Published 10:38 am Thursday, July 16, 2015
On Monday, the member of the Dowagiac City Council approved the language for a ballot proposal that, if approved by voters, would make the first major change to the language of the city charter.
The charter amendment calls for the position of city clerk to go from an elected office to one appointed by the city manager and approved by city council. The change would allow the clerk to take on additional responsibilities beyond his or her statutory duties of overseeing local elections and maintaining city records, officials say.
According to City Manager Kevin Anderson, many communities the size of Dowagiac or larger have made the transition from elected to appointed clerks.
Over the last several years, Anderson, Dowagiac Mayor Don Lyons and other city officials have talked about the idea of “doing more with less,” in reference to increasing the efficiency of the local government without taking on additional staff. Allowing the clerk’s office to take on an additional workload would certainly fall in line with that philosophy.
While it would always be nice to see city hall (or any local organization or company, for that matter) take on additional employees, the unfortunate financial reality is that Dowagiac, like many other small cities, has to maximize their existing workforce. Making sensible changes to positions like the city clerk is one way of accomplishing that.
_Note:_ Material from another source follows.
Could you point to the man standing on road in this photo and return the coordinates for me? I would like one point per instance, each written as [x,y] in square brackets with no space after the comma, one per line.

Of course, the opinion that ultimately matters in this situation is that of Dowagiac voters, who will make the final decision in November when the amendment is expected to go on the ballot.
Regardless of the result, though, the fact that city officials are taking stock of the city charter is something that should be applauded.
Passed by city residents in 1964, the charter has remained largely unchanged over the years, despite the fact that Dowagiac has undergone some radical changes throughout the past half-century. The needs of its citizens have changed since then, and the governing document should be changed to reflect those new priorities, if necessary.
We encourage voters to look into the issue this fall, and to make the decision they feel is best for the direction of the community and its government.
Opinions expressed are those of the editorial board consisting of Publisher Michael Caldwell and editors Ambrosia Neldon, Craig Haupert, Ted Yoakum and Scott Novak.